Aunque mi Gobierno ha estado hablando mucho de proteger y ayudar a la clase media

estadounidense, lo que yo he visto ha sido lo contrario. Veo un Gobierno que ha estado al

servicio de los lobistas y de determinados grupos de interés concretos. Veo que se gastan miles

de millones de dólares en rescates para instituciones financieras...

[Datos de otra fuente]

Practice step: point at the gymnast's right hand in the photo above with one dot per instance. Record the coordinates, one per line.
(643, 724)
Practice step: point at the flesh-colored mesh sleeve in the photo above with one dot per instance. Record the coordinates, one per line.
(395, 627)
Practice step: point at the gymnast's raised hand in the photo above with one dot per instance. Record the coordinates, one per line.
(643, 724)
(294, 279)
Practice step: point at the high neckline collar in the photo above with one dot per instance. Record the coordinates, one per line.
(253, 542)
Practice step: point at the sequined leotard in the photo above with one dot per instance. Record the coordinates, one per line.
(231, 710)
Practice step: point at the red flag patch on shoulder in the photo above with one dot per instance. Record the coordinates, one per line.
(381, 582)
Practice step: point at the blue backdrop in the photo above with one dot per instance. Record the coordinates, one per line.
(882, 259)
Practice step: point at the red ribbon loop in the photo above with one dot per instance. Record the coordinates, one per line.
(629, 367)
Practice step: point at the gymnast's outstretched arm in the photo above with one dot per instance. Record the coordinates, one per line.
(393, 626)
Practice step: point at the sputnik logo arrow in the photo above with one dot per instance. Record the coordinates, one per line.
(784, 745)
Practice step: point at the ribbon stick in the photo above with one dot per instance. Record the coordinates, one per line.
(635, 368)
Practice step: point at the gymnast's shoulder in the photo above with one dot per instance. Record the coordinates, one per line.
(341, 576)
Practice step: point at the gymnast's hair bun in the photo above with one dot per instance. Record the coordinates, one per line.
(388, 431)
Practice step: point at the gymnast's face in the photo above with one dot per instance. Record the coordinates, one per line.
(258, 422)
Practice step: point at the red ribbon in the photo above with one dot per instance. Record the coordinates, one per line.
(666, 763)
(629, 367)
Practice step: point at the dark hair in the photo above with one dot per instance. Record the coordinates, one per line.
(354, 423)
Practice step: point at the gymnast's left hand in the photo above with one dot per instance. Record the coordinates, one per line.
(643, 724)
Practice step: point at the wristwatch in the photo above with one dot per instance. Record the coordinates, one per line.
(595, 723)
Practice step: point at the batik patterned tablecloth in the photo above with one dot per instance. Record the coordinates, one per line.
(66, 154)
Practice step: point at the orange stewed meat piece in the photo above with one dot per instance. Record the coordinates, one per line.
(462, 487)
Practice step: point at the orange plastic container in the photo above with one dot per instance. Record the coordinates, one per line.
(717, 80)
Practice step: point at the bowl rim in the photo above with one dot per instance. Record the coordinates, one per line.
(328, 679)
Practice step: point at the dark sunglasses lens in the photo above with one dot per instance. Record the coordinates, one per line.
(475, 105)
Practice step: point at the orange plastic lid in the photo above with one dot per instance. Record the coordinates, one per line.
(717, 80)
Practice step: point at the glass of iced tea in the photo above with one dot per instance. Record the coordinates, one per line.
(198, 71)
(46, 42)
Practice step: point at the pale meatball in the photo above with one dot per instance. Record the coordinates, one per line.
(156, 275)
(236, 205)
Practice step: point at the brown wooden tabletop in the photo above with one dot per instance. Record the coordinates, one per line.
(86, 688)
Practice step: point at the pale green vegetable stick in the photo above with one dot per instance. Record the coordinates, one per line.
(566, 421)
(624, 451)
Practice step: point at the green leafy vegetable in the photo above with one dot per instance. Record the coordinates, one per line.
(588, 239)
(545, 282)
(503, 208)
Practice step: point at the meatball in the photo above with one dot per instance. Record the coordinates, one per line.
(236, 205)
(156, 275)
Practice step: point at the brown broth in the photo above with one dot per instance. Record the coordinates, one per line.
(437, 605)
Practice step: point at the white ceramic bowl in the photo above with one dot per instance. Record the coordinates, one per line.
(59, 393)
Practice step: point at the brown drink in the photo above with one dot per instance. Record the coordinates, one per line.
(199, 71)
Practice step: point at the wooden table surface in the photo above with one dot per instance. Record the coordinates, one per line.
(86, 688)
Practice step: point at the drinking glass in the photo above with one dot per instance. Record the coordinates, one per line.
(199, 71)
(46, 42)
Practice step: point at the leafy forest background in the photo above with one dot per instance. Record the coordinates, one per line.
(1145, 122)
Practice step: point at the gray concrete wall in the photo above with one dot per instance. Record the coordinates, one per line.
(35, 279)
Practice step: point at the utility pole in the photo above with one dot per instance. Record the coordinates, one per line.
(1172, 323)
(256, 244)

Gracias por permitirme expresar tan solo algunos de mis pensamientos en esta emotiva

noche.

Atentamente,

NICOLE BRANDON

Virginia

Creo recordar que cada noche leía dos o tres cartas como esta. Luego las

volvía a meter en la carpeta en la que habían llegado y las añadía a la gran

pila de papeles que había sobre el escritorio. Aquella noche en concreto, el

reloj de pie de la sala de los Tratados marcaba la una de la madrugada. Me

froté los ojos, decidí que necesitaba una lámpara de lectura mejor, y miré

fugazmente la enorme pintura al óleo que colgaba sobre el pesado sofá de

piel. Representaba a un corpulento presidente McKinley, con el ceño

fruncido como un severo director de escuela, observando a un grupo de

hombres con bigote mientras firmaban el tratado que ponía fin a la guerra

hispano-estadounidense de 1898, todos ellos reunidos en torno a la misma

mesa donde ahora me sentaba. Era una magnífica obra para un museo, pero

no constituía la mejor elección para el que ahora era mi despacho principal;

tomé nota mental de hacerlo reemplazar por algo más contemporáneo.